Wat is het beleid omtrent het verblijf van asielzoekers en/of statushouders die dermate ernstig ziek zijn en/of een zodanige beperking hebben dat de zorgvoorzieningen in of rond asielzoekerscentra (azc’s) onvoldoende zijn? Wat is hierbij de positie van eerstegraads familieleden en/of partners met wie gezamenlijk wordt verbleven?

Vraag 3

In welke mate zijn azc's geschikt voor de opvang van ernstig zieken en mensen met een beperking? Op welke begeleiding kunnen personen met een beperking rekenen? In welke mate zijn de voorzieningen voor personen met een beperking binnen azc's in lijn met het VN-verdrag inzake de rechten van personen met een handicap?

Vraag 4

Wordt bij de voorzieningen en begeleiding van personen met een beperking binnen azc's onderscheid gemaakt tussen personen mét en zonder verblijfsstatus?

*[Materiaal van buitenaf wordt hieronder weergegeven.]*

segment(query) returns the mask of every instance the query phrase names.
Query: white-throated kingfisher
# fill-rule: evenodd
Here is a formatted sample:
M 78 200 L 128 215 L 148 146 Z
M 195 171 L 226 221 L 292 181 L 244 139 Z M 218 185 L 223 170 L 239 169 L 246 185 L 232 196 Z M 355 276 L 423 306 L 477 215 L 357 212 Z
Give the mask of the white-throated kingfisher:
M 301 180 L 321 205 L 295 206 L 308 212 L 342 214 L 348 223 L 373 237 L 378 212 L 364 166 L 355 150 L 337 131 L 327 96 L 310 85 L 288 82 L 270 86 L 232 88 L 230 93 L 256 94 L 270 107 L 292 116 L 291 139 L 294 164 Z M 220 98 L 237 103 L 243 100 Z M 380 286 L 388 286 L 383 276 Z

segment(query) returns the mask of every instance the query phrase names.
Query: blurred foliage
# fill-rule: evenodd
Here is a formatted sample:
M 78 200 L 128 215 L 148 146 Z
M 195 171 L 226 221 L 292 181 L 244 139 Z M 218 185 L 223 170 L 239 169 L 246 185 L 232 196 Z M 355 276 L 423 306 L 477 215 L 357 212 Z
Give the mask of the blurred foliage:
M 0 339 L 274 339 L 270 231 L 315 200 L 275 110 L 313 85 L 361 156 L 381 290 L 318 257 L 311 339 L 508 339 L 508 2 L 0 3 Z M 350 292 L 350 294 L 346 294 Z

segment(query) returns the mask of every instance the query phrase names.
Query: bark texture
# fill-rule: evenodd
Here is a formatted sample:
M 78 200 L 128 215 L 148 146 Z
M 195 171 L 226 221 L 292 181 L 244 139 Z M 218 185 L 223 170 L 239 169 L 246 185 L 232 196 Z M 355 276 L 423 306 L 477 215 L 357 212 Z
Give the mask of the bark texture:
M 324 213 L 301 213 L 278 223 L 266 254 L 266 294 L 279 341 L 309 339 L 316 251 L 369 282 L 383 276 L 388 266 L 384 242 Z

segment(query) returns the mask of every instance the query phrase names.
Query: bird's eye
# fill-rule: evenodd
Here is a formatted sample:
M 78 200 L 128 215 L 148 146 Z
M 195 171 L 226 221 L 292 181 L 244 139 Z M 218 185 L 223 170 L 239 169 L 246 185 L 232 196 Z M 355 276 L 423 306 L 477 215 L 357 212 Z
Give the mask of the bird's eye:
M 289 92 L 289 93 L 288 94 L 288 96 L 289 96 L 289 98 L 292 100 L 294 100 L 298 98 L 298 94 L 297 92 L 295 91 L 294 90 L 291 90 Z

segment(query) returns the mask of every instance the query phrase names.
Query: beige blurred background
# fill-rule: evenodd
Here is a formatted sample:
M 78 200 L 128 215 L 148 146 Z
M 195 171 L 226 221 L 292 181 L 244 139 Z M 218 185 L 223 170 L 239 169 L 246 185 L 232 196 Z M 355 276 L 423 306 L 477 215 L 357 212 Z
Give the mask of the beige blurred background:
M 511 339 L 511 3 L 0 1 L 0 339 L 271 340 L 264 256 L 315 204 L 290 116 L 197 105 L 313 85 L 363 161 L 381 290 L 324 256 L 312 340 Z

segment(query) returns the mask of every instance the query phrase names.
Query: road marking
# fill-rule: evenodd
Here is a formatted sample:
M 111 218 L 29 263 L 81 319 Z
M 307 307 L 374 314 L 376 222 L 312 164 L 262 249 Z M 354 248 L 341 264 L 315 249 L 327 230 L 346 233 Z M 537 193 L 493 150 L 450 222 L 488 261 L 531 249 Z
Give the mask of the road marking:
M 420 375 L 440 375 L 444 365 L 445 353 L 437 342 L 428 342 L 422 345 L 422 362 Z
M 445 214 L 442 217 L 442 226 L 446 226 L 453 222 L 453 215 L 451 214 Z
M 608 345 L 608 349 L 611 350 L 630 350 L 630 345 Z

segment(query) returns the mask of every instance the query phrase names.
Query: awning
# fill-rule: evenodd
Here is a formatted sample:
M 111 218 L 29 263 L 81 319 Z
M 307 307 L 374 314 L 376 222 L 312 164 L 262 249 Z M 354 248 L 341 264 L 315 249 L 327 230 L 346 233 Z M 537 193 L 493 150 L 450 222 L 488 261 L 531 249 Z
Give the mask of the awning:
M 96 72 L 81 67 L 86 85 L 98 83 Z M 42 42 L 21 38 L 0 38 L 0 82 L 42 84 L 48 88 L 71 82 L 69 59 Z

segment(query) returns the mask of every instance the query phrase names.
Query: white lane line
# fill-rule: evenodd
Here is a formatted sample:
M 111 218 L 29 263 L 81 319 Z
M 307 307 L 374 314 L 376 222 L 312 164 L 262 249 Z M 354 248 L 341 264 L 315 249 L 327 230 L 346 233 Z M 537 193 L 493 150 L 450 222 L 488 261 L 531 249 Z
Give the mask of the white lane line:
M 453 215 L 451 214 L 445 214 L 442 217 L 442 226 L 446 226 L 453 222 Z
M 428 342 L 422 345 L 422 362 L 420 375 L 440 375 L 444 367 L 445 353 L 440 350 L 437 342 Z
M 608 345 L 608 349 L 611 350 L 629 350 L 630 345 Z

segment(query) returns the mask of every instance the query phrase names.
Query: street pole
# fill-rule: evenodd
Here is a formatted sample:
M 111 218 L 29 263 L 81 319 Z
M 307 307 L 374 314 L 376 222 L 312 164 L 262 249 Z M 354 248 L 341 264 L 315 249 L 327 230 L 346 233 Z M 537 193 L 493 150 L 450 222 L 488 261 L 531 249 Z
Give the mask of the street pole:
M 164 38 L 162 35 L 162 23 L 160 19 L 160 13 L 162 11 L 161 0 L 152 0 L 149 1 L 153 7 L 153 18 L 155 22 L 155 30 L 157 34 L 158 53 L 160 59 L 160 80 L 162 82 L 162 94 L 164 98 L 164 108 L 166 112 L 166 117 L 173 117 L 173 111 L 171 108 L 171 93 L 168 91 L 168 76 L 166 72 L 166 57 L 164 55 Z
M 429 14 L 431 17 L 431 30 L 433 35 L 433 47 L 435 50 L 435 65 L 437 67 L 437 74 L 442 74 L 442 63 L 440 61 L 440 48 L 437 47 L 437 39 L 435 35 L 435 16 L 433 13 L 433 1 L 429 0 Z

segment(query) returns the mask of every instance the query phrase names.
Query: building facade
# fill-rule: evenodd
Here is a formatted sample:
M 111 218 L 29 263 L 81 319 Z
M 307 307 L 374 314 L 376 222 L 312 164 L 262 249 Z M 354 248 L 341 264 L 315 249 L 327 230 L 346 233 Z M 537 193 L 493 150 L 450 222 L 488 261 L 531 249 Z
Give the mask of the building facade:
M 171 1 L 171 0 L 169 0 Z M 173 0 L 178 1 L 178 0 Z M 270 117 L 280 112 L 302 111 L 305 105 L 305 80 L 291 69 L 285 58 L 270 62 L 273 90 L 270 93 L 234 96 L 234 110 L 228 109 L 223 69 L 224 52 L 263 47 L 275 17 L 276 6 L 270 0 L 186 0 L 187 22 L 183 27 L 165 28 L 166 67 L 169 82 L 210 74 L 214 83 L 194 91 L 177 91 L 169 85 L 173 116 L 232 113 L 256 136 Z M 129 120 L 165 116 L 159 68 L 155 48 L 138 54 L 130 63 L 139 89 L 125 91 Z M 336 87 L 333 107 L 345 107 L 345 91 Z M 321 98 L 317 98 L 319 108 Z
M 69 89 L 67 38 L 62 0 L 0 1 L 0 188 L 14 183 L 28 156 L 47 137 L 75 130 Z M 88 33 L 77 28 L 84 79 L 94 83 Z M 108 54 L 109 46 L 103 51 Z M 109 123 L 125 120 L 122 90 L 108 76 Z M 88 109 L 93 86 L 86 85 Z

Zo ja, waarin uit zich dit onderscheid?

Vraag 5

Kunt u aangeven waarom het in het geval van Amir noodzakelijk is geweest om een ondertoezichtstelling en uithuisplaatsing toe te passen? Waren de ouders niet bereid om externe behandeling te accepteren?

Vraag 6

Kunt u verklaren waarom het zo lang duurt (al een jaar) voordat aan het gezin van Amir een woning wordt toegewezen die geschikt is voor een gezin met een kind met een beperking?

Vraag 7

Hoeveel statushouders wachten momenteel op een aangepaste woning en wat is de gemiddelde wachttijd?

Vraag 8

Welke plicht rust er op gemeenten om bij toewijzing van een statushouder met een bijzonder woonbehoefte hierin te voorzien en te begeleiden? In welke mate is volgens u aan deze plicht voldaan in het geval van Amir en zijn familie?